Supplemental oxygen can make the problem worse.

Hypoxic drive is often cited for its limiting oxygen saturations in COPD patients.  The risks associated with elevated oxygen saturations are passed down from educators and clinicians to students, but the actual literature supporting the hypoxic drive theory is limited, with the vast majority existing prior to 1985. 

Assumptions Behind the Hypoxic Drive

The premise for hypoxic drive is that elevated oxygen levels depress the peripheral chemo receptors located in the aortic arch and carotid bodies. High oxygen saturations in a patient who has a diminished respiratory drive could pose a further deterioration of the drive. 

Patients identified as most at risk are those who are chronically hypoxic with moderate to severe hypercarbia. 

OPINION POLL: Hypoxic Drive Theory: Myth or Reality?

As a patient retains CO2, they buffer the increasing acidosis by retaining more bicarbonate, which in turn reduces the H-ion stimulation of the respiratory center. With a decreased stimulus, the need to maintain an elevated minute ventilation is reduced. This results in mild hypoventilation, which in turn results in mild hypoxia. The body then attempts to strike a balance between overventilation (alkalosis) and hypoventilation (acidosis). 

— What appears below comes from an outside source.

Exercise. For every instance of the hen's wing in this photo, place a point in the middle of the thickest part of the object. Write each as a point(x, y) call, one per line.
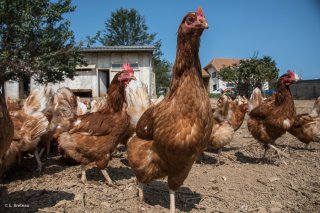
point(97, 123)
point(145, 125)
point(263, 110)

Depending upon the physical ability of the patient, this balance is established using small, incremental corrections over a long period of time (chronic adaptation). At that point, the hypoxic drive is a minor but integral part of the overall respiratory drive for the patient.

The Reality

In actuality, the hypoxic drive is a very small part of the overall stimulus driving the patient's respiratory system - it exists in everyone.  

The hypoxic drive offers a fairly rapid response to changes in oxygen levels, but it is not in isolation. Often, there are other factors affecting the respiratory drive such as acidosis/alkalosis, metabolic demands, the physical condition of the patient, neurologic status/level of consciousness and pharmacologic agents.  

In order for the peripheral chemo receptors to have any substantial effect on the patient's respiratory drive, the other factors driving the respiratory center have to be diminished.

Clinical Example:  

A COPD patient contracts an acute respiratory infection, which increases the metabolic demands on the respiratory system beyond the patient's physical ability to meet those demands. Physical exhaustion, muscle fatigue, lactic acid accumulation, elevated carbon dioxide production and high oxygen demands pose a very real risk of complete ventilatory failure. 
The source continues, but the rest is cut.